Re: [PATCH] xfs: fail dax mount if reflink is enabled on a partition

From: Shiyang Ruan
Date: Thu Sep 08 2022 - 09:46:29 EST




在 2022/8/4 8:51, Darrick J. Wong 写道:
On Wed, Aug 03, 2022 at 06:47:24AM +0000, ruansy.fnst@xxxxxxxxxxx wrote:

...


BTW, since these patches (dax&reflink&rmap + THIS + pmem-unbind) are
waiting to be merged, is it time to think about "removing the
experimental tag" again? :)

It's probably time to take up that question again.

Yesterday I tried running generic/470 (aka the MAP_SYNC test) and it
didn't succeed because it sets up dmlogwrites atop dmthinp atop pmem,
and at least one of those dm layers no longer allows fsdax pass-through,
so XFS silently turned mount -o dax into -o dax=never. :(

Hi Darrick,

I tried generic/470 but it didn't run:
[not run] Cannot use thin-pool devices on DAX capable block devices.

Did you modify the _require_dm_target() in common/rc? I added thin-pool
to not to check dax capability:

case $target in
stripe|linear|log-writes|thin-pool) # add thin-pool here
;;

then the case finally ran and it silently turned off dax as you said.

Are the steps for reproduction correct? If so, I will continue to
investigate this problem.

Ah, yes, I did add thin-pool to that case statement. Sorry I forgot to
mention that. I suspect that the removal of dm support for pmem is
going to force us to completely redesign this test. I can't really
think of how, though, since there's no good way that I know of to gain a
point-in-time snapshot of a pmem device.

Hi Darrick,

> removal of dm support for pmem
I think here we are saying about xfstest who removed the support, not
kernel?

I found some xfstests commits:
fc7b3903894a6213c765d64df91847f4460336a2 # common/rc: add the restriction.
fc5870da485aec0f9196a0f2bed32f73f6b2c664 # generic/470: use thin-pool

So, this case was never able to run since the second commit? (I didn't
notice the not run case. I thought it was expected to be not run.)
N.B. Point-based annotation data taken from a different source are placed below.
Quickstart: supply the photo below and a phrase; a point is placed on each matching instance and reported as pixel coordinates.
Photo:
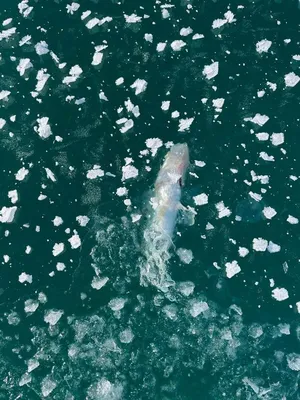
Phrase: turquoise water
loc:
(80, 151)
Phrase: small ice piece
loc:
(58, 248)
(212, 70)
(24, 64)
(75, 241)
(277, 139)
(185, 255)
(129, 172)
(117, 304)
(184, 124)
(232, 268)
(140, 85)
(31, 305)
(23, 277)
(243, 251)
(83, 220)
(154, 144)
(98, 283)
(280, 294)
(201, 199)
(41, 48)
(222, 210)
(51, 317)
(291, 79)
(47, 386)
(177, 45)
(259, 244)
(263, 46)
(293, 360)
(273, 247)
(269, 212)
(292, 220)
(43, 128)
(198, 307)
(7, 214)
(94, 173)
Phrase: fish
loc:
(166, 205)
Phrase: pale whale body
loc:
(166, 204)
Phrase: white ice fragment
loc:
(177, 45)
(280, 294)
(292, 220)
(222, 210)
(201, 199)
(269, 212)
(153, 144)
(43, 128)
(259, 244)
(13, 196)
(185, 255)
(184, 124)
(58, 248)
(23, 277)
(232, 268)
(7, 214)
(139, 85)
(212, 70)
(95, 172)
(53, 316)
(277, 139)
(41, 48)
(291, 79)
(273, 247)
(24, 64)
(263, 46)
(75, 241)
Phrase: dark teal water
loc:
(211, 336)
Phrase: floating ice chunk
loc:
(185, 255)
(232, 268)
(51, 317)
(132, 19)
(277, 139)
(293, 360)
(280, 294)
(41, 48)
(83, 220)
(58, 248)
(177, 45)
(153, 144)
(198, 307)
(201, 199)
(47, 386)
(23, 277)
(212, 70)
(222, 210)
(292, 220)
(94, 173)
(140, 85)
(263, 46)
(259, 244)
(273, 247)
(7, 214)
(75, 241)
(43, 128)
(24, 64)
(31, 305)
(291, 79)
(269, 212)
(258, 119)
(73, 7)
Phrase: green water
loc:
(91, 330)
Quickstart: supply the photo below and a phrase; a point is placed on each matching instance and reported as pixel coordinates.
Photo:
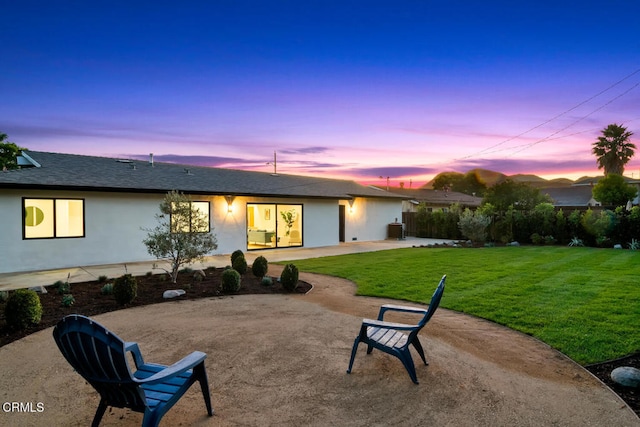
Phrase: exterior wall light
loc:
(229, 200)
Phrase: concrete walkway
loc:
(28, 279)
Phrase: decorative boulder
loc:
(626, 376)
(173, 293)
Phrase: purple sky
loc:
(341, 89)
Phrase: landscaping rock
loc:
(626, 376)
(173, 293)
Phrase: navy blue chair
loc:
(395, 338)
(99, 356)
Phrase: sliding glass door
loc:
(273, 225)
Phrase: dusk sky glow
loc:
(346, 89)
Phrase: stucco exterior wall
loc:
(368, 219)
(114, 225)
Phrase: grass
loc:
(585, 302)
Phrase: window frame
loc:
(208, 213)
(54, 201)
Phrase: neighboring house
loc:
(571, 197)
(435, 200)
(62, 210)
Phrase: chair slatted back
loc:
(99, 357)
(435, 302)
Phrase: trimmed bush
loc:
(68, 300)
(260, 267)
(240, 264)
(235, 254)
(125, 289)
(230, 281)
(289, 277)
(23, 309)
(64, 288)
(107, 289)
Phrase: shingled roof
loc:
(77, 172)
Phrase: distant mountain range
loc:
(491, 178)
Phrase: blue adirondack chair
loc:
(395, 338)
(99, 356)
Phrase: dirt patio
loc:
(281, 360)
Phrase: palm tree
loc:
(613, 149)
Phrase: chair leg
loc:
(418, 346)
(201, 374)
(102, 407)
(407, 361)
(353, 353)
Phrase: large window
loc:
(273, 225)
(51, 218)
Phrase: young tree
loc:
(9, 153)
(612, 190)
(182, 235)
(520, 195)
(613, 149)
(474, 225)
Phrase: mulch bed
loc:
(90, 302)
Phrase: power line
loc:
(484, 151)
(577, 121)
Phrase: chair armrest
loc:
(387, 325)
(135, 351)
(400, 308)
(177, 368)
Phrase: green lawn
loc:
(585, 302)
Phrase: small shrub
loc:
(235, 254)
(125, 289)
(23, 309)
(260, 267)
(198, 276)
(64, 288)
(240, 264)
(289, 277)
(576, 242)
(107, 289)
(230, 281)
(68, 300)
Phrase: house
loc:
(435, 200)
(63, 210)
(571, 197)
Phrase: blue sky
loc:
(346, 89)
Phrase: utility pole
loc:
(381, 177)
(274, 163)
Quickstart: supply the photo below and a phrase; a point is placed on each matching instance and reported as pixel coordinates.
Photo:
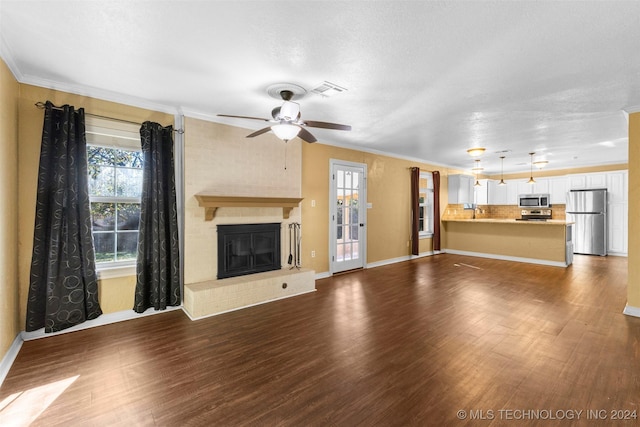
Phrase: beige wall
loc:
(388, 190)
(10, 325)
(559, 172)
(220, 160)
(633, 278)
(115, 294)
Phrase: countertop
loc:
(510, 221)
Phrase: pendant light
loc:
(502, 171)
(475, 151)
(476, 170)
(531, 180)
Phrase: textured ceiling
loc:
(424, 80)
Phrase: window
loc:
(425, 200)
(114, 159)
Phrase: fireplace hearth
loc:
(248, 248)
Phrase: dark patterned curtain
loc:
(436, 210)
(158, 264)
(63, 289)
(415, 211)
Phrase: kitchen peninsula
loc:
(539, 242)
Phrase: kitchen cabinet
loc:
(587, 181)
(596, 180)
(481, 192)
(541, 186)
(460, 189)
(577, 182)
(497, 193)
(617, 228)
(558, 190)
(617, 186)
(523, 187)
(512, 191)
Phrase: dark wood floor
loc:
(412, 343)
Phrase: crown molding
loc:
(93, 92)
(7, 56)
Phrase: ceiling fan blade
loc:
(326, 125)
(243, 117)
(259, 132)
(305, 135)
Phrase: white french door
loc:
(348, 209)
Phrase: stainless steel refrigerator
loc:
(588, 209)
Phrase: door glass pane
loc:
(127, 245)
(347, 251)
(128, 216)
(104, 245)
(102, 180)
(103, 216)
(347, 180)
(129, 182)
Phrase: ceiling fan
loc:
(287, 123)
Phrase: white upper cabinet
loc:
(541, 186)
(512, 191)
(558, 190)
(596, 180)
(577, 182)
(497, 193)
(617, 186)
(585, 181)
(482, 192)
(460, 189)
(523, 187)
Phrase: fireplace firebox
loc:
(248, 248)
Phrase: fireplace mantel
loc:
(211, 203)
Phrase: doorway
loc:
(348, 209)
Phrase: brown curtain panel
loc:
(415, 211)
(436, 210)
(158, 261)
(63, 288)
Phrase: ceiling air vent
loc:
(328, 89)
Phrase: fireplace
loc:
(248, 248)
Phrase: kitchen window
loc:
(114, 165)
(425, 201)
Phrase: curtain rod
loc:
(41, 106)
(421, 170)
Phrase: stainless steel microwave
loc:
(534, 201)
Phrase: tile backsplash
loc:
(454, 211)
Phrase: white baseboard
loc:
(630, 310)
(10, 357)
(244, 306)
(388, 261)
(105, 319)
(623, 254)
(322, 275)
(507, 258)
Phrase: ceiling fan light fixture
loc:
(476, 151)
(540, 163)
(289, 111)
(285, 131)
(531, 180)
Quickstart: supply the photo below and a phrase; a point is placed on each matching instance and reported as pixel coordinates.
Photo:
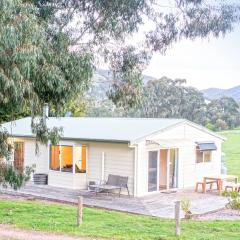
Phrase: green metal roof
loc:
(97, 129)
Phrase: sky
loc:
(203, 63)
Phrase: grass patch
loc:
(108, 224)
(231, 148)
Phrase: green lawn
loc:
(108, 224)
(231, 148)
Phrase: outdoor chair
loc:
(114, 182)
(202, 185)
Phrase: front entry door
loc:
(152, 171)
(19, 156)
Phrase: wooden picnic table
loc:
(219, 179)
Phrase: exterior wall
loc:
(188, 170)
(31, 158)
(191, 171)
(67, 180)
(119, 160)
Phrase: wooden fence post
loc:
(177, 217)
(79, 210)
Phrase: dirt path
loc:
(11, 233)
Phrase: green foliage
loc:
(234, 199)
(232, 151)
(169, 98)
(36, 66)
(15, 179)
(223, 113)
(210, 126)
(105, 28)
(127, 66)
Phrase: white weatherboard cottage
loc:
(155, 154)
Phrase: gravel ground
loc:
(224, 214)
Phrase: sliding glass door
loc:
(173, 168)
(152, 171)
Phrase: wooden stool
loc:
(202, 185)
(233, 187)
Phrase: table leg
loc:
(220, 183)
(204, 185)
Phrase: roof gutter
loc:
(79, 139)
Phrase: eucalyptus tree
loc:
(110, 29)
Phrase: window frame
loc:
(74, 158)
(203, 156)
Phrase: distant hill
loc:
(102, 80)
(215, 93)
And according to the first commit, the restriction was added because
some of dm devices don't support dax. So my understanding is: we should
redesign the case to make the it work, and firstly, we should add dax
support for dm devices in kernel.

dm devices used to have fsdax support; I think Christoph is actively
removing (or already has removed) all that support.

In addition, is there any other testcase has the same problem? so that
we can deal with them together.

The last I checked, there aren't any that require MAP_SYNC or pmem aside
from g/470 and the three poison notification tests that you sent a few
days ago.

--D


Hi Darrick, Brian

I made a little investigation on generic/470.

This case was able to run before introducing thin-pool[1], but since that, it became 'Failed'/'Not Run' because thin-pool does not support DAX. I have checked the log of thin-pool, it never supports DAX. And, it's not someone has removed the fsdax support. So, I think it's not correct to bypass the requirement conditions by adding 'thin-pool' to _require_dm_target().

As far as I known, to prevent out-of-order replay of dm-log-write, thin-pool was introduced (to provide discard zeroing). Should we solve the 'out-of-order replay' issue instead of avoiding it by thin-pool? @Brian

Besides, since it's not a fsdax problem, I think there is nothing need to be fixed in fsdax. I'd like to help it solved, but I'm still wondering if we could back to the original topic("Remove Experimental Tag") firstly? :)


[1] fc5870da485aec0f9196a0f2bed32f73f6b2c664 generic/470: use thin volume for dmlogwrites target device


--
Thanks,
Ruan.